Lo curioso es que, pese al evidente error que entraña este último redoblamiento (tan cercano al lenguaje adolescente, que todo lo duplica, a saber, te requiero), la idea de una segunda vuelta no resulta ajena al sentido del término.
La palabra correcta, remise, es francesa, pero en Francia la institución no existe: hay sólo radiotaxis a los que uno puede abonarse, si quiere, pero que no remiten a nada.

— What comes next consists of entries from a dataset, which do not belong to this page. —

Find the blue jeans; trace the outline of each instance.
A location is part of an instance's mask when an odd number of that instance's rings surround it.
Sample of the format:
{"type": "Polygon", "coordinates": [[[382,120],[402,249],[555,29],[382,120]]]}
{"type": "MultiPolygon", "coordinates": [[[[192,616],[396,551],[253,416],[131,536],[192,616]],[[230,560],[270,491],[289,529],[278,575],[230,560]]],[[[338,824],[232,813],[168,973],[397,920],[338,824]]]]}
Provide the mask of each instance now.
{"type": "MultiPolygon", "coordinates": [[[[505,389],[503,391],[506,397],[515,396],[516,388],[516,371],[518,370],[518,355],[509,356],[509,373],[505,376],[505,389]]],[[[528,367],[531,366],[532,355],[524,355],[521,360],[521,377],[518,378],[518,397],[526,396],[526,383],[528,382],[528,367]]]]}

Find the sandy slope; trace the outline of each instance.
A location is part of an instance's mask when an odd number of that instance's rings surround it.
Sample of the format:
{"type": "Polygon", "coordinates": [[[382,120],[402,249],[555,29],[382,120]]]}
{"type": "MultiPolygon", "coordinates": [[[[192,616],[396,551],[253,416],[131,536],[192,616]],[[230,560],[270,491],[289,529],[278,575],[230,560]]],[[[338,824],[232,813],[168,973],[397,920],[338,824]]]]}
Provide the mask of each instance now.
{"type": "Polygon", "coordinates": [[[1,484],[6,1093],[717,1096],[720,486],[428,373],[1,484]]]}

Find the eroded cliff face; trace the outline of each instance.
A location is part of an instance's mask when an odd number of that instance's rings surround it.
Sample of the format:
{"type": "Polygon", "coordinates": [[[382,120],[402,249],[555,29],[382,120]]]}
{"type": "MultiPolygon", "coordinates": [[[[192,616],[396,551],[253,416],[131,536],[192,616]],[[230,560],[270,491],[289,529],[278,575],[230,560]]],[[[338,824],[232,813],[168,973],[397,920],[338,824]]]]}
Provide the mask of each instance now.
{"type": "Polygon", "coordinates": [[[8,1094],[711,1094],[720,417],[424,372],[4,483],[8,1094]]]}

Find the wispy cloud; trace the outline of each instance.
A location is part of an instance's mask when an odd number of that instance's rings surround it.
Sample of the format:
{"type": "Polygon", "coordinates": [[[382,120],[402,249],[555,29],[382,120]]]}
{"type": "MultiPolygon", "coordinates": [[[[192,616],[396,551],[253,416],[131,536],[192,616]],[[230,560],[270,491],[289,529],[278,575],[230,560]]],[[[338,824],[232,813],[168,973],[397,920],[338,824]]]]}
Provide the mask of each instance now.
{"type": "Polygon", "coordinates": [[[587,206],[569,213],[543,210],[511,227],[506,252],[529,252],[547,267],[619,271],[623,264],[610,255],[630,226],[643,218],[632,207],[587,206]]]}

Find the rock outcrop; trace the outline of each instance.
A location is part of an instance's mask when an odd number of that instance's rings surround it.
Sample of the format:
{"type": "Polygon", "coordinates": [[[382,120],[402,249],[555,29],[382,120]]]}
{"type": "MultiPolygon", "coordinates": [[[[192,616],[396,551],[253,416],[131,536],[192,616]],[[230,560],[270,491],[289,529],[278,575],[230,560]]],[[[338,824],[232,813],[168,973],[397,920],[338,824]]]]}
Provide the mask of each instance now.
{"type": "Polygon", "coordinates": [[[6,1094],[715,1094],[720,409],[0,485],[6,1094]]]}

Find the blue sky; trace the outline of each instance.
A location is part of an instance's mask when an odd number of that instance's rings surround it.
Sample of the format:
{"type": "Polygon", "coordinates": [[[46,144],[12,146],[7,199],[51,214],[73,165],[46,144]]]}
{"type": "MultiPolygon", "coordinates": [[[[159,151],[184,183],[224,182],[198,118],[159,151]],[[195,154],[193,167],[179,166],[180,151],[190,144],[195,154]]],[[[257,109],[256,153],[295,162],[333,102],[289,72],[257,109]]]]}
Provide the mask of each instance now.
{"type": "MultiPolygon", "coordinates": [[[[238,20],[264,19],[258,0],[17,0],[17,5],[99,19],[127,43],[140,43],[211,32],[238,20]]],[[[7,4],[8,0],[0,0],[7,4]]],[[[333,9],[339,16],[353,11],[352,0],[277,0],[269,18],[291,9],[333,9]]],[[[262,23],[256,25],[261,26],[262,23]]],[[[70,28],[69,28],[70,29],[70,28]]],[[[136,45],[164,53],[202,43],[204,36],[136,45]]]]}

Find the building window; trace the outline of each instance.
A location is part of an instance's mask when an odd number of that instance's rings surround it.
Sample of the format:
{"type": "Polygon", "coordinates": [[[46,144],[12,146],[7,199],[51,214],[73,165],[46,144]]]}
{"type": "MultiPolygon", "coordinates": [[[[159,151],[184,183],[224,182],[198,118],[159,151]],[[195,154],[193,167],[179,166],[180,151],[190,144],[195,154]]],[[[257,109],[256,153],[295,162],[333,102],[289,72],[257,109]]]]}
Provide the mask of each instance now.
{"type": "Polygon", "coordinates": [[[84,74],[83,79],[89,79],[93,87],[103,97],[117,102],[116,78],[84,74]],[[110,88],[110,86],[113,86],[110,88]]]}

En el diccionario, los sentidos son varios: reposición, remisión, entrega (de un paquete o de un premio, si es literario mejor), remesa, envío, descuento o rebaja (sólo concebibles en un negocio árabe), condonación o cancelación de la deuda (hecho poco común), comisión, demora, cochera o cobertizo.
Por su parte, el verbo remiser quiere decir encerrar en una cochera, guardar, echar con cajas destempladas o volver a hacer una apuesta.
En resumen, es una de esas palabras que en Francia hay que aprenderse para no decir nada, para decirlo todo o bien, para solicitar una prórroga en el pago, en general graciosamente concedida.
¿De dónde salió el remise argentino? ¿Quién fue el primer elegante que en épocas de influencia francesa -digamos allá por los años veinte- decidió denominar así a los automóviles que deben enviarse sin demora, antes de volver a guardarlos en la cochera?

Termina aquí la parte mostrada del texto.